Downscaling TRMM Monthly Precipitation in Cloudy and Rainy Regions and Analyzing Spatiotemporal Variations: A Case Study in the Dongting Lake Basin

Abstract

High-resolution and accurate precipitation data are essential for hydrological, meteorological, and ecological research at the watershed scale. However, in regions with complex terrain and significant rainfall variability, the limited number of rain gauge stations (RGS) is insufficient, and the spatial resolution of existing satellite precipitation data is too low to capture detailed precipitation patterns at the watershed scale. To address this issue, the downscaling of satellite precipitation products has become an effective method to obtain high-resolution precipitation data. This study proposes a monthly downscaling method based on a random forest model, aiming to improve the resolution of precipitation data in cloudy and rainy regions at mid-to-low latitudes. We combined the Google Earth Engine (GEE) platform with a local Python environment, introducing cloud cover characteristics into traditional downscaling variables (latitude, longitude, topography, and vegetation index).

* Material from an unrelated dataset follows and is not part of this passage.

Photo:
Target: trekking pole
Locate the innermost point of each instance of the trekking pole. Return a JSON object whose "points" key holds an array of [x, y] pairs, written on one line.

The TRMM data were downscaled from 25 km to 1 km, generating high-resolution monthly precipitation data for the Dongting Lake Basin from 2001 to 2019. Furthermore, we analyzed the spatiotemporal variation characteristics of precipitation in the study area. The results show the following: (1) In cloudy and rainy regions, our method improves resolution and detail while maintaining the accuracy of precipitation data; (2) The response of monthly precipitation to environmental variables varies, with cloud cover characteristics contributing more to the downscaling model than vegetation characteristics, helping to overcome the lag effect of vegetation characteristics; and (3) Over the past 20 years, there have been significant seasonal trends in precipitation changes in the study area, with a decreasing trend in winter and spring (January–May) and an increasing trend in summer and autumn (June–December). These results indicate that the proposed method is suitable for downscaling monthly precipitation data in cloudy and rainy regions of the Dongting Lake Basin.